Can you give us an overview of the history of Southern Range Nyanza since its founding?
Southern Range Nyanza was formerly Nyanza Textile Industries and was taken over from the government of Uganda in March 1996, after starting as a government company in 1954. Since the takeover, the company has experienced a remarkable 180-degree transformation. Today, it employs nearly 3000 Ugandans and is primarily engaged in the vertical processing of cotton and blended fabrics.
In addition to fabric processing, the company manufactures various garments and serves local and regional markets. We have also started exporting armed forces uniforms to Equatorial Guinea. The anticipated growth in the textiles sector is closely tied to the implementation of the African Continental Free Trade Area (AfCFTA). The annual turnover of Southern Range Nyanza has reached $30m.
What has been key to the company’s transformation and how have investments ensured its success to-date?
The company’s transformation has been multi-layered. Initially, our focus was on fabric manufacturing, but we diversified our product range and expanded by establishing a garment division. We also entered the medical subsector, producing personal protective equipment (PPE), including masks and medicated cotton wool, during the Covid-19 pandemic.
Substantial investments were dedicated to modernising our machinery, positioning us as one of the most technologically advanced textile companies in East and Central Africa. We have replaced outdated equipment with cutting-edge technology from the EU and Japan, enhancing our ability to serve a broader market.
Notably, our medical division required a $6.5m investment to establish robust capacity for medical sundries manufacturing, with partial financing originating from Afreximbank. Over the past five years, our annual investments have ranged from $6.8m-10m, facilitating the acquisition of state-of-the-art machinery, including rapier weaving looms from Italy and weaving machinery from Germany.
What are the current production capacities for the garment and medical divisions, and what lies ahead for the PPE division?
In fabric production, we make 30 million metres annually. For the garment division, we produce 25,000-35,000 T-shirts and 2500-5000 sets of armed forces uniforms per day. In the medical division, we manufacture 1.5m packages, each containing 500 kg of medical cotton wool per annum, sufficient to fulfil national demand. We are aware that PPE is cyclical by demand, however, we plan to expand our PPE production across sub-Saharan Africa via the AfCFTA. This expansion is set to begin in the first quarter of 2024, and are active in discussions with various governments, with support from the government of Uganda to diversify exports.
In the future, how does the company plan to enhance value addition in the cotton subsector?

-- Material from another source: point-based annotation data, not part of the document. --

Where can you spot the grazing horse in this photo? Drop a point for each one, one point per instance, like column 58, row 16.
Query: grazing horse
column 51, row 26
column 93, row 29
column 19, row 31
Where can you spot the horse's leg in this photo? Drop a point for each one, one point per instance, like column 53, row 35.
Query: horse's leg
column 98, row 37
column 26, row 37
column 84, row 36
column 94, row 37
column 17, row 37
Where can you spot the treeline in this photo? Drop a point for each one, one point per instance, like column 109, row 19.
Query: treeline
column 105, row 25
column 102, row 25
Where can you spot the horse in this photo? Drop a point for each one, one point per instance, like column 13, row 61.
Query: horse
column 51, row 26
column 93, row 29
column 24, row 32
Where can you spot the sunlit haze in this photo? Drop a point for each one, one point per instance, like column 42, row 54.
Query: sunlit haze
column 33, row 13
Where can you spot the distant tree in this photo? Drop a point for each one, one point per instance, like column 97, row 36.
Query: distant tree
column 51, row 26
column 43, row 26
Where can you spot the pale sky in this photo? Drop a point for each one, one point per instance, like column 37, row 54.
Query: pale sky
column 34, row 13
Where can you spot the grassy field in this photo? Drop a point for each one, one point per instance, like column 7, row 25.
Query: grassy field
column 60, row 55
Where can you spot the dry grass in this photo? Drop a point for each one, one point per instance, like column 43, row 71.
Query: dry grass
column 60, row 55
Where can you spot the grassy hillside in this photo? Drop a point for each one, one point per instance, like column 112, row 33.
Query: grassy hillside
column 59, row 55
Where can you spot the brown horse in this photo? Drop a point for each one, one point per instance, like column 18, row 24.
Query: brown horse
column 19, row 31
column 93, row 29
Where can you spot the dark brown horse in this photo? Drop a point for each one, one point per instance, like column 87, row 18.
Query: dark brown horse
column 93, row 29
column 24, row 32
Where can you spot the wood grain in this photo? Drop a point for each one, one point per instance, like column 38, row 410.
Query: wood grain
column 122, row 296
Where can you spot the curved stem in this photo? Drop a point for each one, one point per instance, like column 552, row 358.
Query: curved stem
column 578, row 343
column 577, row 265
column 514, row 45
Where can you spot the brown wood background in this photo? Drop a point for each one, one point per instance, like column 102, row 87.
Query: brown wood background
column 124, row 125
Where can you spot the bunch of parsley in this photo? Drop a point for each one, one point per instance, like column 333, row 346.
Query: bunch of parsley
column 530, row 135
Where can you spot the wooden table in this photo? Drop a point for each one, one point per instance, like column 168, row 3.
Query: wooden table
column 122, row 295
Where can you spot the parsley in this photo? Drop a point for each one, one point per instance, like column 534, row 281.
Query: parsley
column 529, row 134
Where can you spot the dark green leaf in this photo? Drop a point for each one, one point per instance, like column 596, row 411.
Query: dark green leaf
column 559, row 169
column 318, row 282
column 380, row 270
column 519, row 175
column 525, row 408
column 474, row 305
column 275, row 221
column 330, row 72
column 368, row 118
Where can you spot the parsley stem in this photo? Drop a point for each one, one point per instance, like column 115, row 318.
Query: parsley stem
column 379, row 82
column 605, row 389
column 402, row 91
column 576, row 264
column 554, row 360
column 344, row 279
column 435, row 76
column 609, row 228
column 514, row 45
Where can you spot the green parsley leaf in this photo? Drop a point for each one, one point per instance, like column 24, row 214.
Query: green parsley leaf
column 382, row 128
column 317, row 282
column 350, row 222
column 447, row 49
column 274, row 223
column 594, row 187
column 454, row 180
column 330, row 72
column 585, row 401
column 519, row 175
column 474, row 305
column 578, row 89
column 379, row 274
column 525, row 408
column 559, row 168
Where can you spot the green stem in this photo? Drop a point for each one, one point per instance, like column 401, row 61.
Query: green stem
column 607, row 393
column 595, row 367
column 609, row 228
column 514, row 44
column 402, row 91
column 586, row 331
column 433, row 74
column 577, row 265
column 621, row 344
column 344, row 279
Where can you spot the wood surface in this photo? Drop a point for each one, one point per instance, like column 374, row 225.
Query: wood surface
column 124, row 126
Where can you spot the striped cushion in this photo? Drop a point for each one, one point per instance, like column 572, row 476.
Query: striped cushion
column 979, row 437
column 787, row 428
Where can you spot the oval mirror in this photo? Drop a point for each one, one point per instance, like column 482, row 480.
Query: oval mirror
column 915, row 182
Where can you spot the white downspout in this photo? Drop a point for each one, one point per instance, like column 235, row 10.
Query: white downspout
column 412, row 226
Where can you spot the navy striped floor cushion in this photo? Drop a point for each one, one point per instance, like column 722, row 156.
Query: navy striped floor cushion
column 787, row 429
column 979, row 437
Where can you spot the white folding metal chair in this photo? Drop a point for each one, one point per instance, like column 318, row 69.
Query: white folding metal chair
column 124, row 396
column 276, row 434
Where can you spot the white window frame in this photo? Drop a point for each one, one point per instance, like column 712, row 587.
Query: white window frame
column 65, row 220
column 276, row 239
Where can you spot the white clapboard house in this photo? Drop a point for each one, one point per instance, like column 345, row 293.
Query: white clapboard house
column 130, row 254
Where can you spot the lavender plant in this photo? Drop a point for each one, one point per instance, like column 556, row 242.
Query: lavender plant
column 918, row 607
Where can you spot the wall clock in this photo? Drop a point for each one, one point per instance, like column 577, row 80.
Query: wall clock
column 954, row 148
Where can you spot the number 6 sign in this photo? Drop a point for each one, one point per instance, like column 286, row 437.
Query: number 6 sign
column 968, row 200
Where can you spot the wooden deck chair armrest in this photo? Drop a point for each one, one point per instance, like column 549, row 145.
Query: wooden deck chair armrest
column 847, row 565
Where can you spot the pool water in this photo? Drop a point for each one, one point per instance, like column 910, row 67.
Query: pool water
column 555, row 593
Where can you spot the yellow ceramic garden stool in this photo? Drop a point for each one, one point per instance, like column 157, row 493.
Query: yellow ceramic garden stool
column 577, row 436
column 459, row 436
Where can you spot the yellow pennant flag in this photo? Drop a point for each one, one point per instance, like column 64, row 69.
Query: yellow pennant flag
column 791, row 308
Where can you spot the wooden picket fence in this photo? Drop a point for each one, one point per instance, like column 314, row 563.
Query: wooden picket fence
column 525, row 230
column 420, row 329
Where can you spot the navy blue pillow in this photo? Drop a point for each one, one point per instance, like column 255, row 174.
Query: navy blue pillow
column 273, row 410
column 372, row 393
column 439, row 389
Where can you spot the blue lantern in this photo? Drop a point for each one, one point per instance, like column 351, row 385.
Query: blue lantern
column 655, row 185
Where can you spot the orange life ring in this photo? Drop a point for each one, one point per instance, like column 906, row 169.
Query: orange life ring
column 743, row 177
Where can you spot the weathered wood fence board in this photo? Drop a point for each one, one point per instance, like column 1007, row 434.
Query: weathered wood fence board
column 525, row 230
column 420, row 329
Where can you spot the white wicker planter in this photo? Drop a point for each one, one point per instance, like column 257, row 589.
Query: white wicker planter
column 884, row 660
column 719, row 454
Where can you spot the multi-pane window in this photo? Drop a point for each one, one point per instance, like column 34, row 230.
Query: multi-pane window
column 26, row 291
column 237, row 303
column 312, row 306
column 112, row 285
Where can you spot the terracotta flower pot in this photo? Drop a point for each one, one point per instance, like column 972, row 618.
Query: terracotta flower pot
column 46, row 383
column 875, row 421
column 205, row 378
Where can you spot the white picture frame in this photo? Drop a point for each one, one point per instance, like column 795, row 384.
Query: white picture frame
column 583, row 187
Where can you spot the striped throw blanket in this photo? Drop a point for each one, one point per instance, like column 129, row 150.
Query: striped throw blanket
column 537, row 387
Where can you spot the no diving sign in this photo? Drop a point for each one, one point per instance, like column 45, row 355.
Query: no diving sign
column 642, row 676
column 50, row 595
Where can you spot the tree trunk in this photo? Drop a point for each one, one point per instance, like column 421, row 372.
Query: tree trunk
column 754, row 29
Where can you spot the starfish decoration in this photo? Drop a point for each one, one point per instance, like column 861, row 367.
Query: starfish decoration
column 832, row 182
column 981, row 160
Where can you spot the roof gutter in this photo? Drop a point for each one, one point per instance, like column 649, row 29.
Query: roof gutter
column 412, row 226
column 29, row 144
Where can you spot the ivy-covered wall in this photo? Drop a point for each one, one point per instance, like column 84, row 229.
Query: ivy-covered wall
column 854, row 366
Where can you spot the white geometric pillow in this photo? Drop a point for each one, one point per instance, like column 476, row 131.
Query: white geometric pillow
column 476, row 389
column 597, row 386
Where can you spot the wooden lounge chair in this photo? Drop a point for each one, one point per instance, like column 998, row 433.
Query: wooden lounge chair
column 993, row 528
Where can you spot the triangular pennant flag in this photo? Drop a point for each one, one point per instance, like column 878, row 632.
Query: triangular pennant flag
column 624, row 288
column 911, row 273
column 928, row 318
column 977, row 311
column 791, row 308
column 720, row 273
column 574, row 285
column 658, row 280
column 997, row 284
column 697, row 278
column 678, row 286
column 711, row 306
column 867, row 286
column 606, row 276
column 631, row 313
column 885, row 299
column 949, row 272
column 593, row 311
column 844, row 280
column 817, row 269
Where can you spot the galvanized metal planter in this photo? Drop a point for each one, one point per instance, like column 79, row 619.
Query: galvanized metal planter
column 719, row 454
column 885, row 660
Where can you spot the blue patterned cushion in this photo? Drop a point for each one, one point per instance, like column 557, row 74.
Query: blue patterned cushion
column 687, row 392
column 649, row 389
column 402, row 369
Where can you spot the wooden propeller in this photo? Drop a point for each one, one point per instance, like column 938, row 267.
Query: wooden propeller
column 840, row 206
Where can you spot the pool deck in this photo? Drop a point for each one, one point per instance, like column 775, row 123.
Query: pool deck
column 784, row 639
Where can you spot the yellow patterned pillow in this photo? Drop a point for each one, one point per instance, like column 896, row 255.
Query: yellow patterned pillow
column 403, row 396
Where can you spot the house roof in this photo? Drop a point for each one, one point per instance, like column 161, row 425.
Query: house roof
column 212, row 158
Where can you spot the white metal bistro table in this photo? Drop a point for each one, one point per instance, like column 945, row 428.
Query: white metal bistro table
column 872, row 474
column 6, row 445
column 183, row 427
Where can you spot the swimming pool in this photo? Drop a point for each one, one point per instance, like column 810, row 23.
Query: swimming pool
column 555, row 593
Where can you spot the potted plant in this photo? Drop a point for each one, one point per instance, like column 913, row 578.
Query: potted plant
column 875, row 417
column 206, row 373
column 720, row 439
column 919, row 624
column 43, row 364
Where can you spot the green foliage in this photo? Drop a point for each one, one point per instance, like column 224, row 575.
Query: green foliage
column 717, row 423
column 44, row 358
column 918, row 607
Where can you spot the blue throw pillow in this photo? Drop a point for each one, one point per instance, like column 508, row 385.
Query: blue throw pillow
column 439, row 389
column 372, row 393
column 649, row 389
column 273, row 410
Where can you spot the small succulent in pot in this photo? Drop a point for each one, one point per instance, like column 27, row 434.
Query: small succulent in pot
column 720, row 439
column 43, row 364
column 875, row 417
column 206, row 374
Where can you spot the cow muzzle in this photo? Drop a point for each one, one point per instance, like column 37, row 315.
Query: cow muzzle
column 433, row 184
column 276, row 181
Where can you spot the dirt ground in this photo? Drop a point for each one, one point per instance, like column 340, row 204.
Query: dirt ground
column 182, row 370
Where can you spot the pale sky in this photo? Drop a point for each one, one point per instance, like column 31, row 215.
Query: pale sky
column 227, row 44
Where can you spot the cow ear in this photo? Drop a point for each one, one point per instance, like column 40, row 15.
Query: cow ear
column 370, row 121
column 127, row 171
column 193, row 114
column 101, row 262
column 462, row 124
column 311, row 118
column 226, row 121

Our vision is to significantly enhance value addition within Uganda’s cotton subsector. Currently, only 10% of the cotton produced undergoes value addition, with the remaining 90% being exported as raw lint. In 2021 Uganda earned $29.1m by exporting 90% of its cotton lint. In contrast, we processed just 5% of the lint but generated $30m, highlighting the incredible potential in value addition. To capitalise on this, we’re committed to investing $30m to establish a 25,000-spindle spinning unit, which is the first step in the value chain. We anticipate beginning this project in 2024 and completing it by 2026. Once operational, this single plant will consume 30% of Uganda’s cotton lint, with an export earning potential of $17m annually.
Our perspective is that Uganda should actively attract more investors of this calibre to achieve comprehensive value addition. With 20-30% of Uganda’s cotton lint being processed by a few major investors, we can unlock the sector’s potential to reach $500m in export earnings.
How will the company utilise its strategic initiatives to grow in the next five years?
Our outlook for the next five years revolves around strategic planning and expansion. First, we are bolstering our production capacity with substantial efforts. Second, we’ve established a dedicated export division with a primary focus on expanding our African presence. Third, we are actively seeking strategic collaboration with the public sector, similar to our recent partnership in Equatorial Guinea, with plans to add three more countries to our portfolio within the next six months.
Our assessment of the future is remarkably optimistic. We aspire to become a $100m company within the next five years and aim to elevate our value addition from 5% to 30%, both of which have been progressing as planned.